Quando completou 121 anos de idade, Adamastor decidiu convidar um jovem escritor para escrever sua biografia. Interessado na história do homem mais idoso do país, um estudante de Letras ofereceu-se para a tarefa. Na primeira reunião, depois de tomar um café com Adamastor, o rapaz pediu ao velho que relatasse sua vida desde a infância.Adamastor contou como foi sua criação numa chácara do interior do estado. Seu pai era um pequeno agricultor que cultivava morangas e domava cavalos. A mãe era uma dona-de-casa habilidosa e adorava tomar chimarrão e assistir às novelas da Globo. Quando não estava no colégio ou na missa, Adamastor comprava gibis e, depois de lê-los, trocava com os amigos, com quem também andava de bicicleta diariamente.
Aos 15 anos, mudou-se para a capital e morou na casa de um amigo de seu pai até formar-se no segundo grau. Antes de passar no vestibular para Administração, comprou em parcelas uma moto 125cc. Vivia andando de moto e tomando cerveja com os amigos. Precisando de dinheiro, pegou um emprego como motoboy. Conheceu Laura na faculdade e, depois de um ano e meio de namoro, tiveram uma filha. Adamastor se casou com Laura duas semanas após a formatura.
Depois de trabalhar mais alguns meses como motoboy, conseguiu financiamento para abrir sua própria microempresa de entregas e transporte.
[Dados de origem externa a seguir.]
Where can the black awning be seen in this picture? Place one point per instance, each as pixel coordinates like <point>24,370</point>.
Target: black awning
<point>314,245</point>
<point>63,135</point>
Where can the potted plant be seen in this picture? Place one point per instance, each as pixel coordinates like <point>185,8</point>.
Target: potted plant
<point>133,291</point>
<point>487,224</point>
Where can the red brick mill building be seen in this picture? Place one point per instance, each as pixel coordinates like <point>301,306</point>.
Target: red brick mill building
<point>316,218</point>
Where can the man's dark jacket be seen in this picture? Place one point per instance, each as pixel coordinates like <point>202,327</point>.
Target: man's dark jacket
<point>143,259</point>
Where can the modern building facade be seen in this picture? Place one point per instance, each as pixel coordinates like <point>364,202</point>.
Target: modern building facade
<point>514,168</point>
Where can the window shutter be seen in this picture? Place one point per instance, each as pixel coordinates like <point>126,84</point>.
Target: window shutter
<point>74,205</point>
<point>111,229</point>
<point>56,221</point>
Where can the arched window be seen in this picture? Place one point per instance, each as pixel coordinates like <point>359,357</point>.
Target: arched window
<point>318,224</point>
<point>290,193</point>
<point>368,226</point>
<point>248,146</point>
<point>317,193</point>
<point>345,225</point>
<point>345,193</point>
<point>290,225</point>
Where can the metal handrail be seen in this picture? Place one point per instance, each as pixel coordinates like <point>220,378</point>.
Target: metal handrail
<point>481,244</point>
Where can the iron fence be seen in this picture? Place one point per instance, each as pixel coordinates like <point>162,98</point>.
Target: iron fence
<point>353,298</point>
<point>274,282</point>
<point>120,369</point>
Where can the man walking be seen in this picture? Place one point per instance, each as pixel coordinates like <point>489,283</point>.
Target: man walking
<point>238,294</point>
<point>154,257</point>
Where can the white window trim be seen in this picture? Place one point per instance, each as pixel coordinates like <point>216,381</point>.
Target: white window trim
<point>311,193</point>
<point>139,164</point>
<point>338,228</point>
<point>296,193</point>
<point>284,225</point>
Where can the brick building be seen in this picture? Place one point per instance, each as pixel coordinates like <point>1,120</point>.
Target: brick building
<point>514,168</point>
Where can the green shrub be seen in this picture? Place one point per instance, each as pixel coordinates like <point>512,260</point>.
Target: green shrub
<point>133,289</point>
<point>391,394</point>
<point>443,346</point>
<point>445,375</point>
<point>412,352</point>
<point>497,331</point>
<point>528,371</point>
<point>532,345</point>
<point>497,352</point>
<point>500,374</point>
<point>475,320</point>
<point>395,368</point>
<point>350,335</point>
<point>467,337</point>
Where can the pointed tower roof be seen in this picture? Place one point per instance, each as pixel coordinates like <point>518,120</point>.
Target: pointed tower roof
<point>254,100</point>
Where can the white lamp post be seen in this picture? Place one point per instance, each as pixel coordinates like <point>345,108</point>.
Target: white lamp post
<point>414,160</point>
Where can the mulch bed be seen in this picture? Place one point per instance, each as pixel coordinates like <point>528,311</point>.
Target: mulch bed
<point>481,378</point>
Aos pouquinhos, o negócio se estabilizou e Adamastor conseguia tirar um salário razoável. Mudou com Laura e a menina para um pequeno apartamento no bairro Menino Deus.
Adamastor nunca parou de andar de moto. Era seu hobby preferido. Nos fins de semana, ia para a praia ou para a serra na sua Yamaha, cuja manutenção ele fazia questão de realizar sozinho.
Com o passar dos anos, a filha de Adamastor, que se chamava Luciana, cresceu, formou-se em Relações Públicas e mudou com o namorado para Minas Gerais, onde administra uma pousada em uma das chapadas da região. Adamastor trabalhou como diretor da empresa de entregas e transportes até se aposentar. Aos quarenta anos teve um câncer de pele, mas tratou-se cedo e ficou tudo bem. Vendeu o apartamento e foi morar com Laura numa casa da zona sul, mais sossegada. Durante os cinqüenta anos seguintes, aproveitou para dormir bastante, ler livros como "Guerra e Paz" e "Grande Sertão: Veredas", e fazer algumas pequenas viagens para destinos como as Missões e Buenos Aires. Laura morreu dormindo aos 70 anos de idade, e desde então Adamastor simplesmente ia levando a vida, passeando no sol da manhã e mantendo relações sociais com os vizinhos.
Não tinha nenhum segredo para sua longevidade. Talvez fosse o café. Ou quem sabe os três cigarros Marlboro que fumava por dia.
Depois de meia dúzia de entrevistas, o estudante de Letras disse que estava satisfeito e foi pra casa analisar suas anotações e gravações sobre a vida de Adamastor. Uma semana depois, ligou para o velho e disse que não havia um fato sequer na sua centenária existência que merecesse um parágrafo de uma biografia. Adamastor ficou muito amargurado com as palavras do jovem e foi até a garagem chorar diante de sua velha Yamaha, de modelo ultrapassado, mas impecavelmente conservada, com lataria reluzente e óleo pingando das correias. Tinha vontade de ligar a máquina e deslizar os pneus pelas curvas asfaltadas da serra, mas há muitos anos já não tinha forças para pilotar a moto.
O jovem estudante morreu por overdose de drogas quinze dias depois, aos 23 anos, durante uma orgia homossexual gótica transmitida pela internet.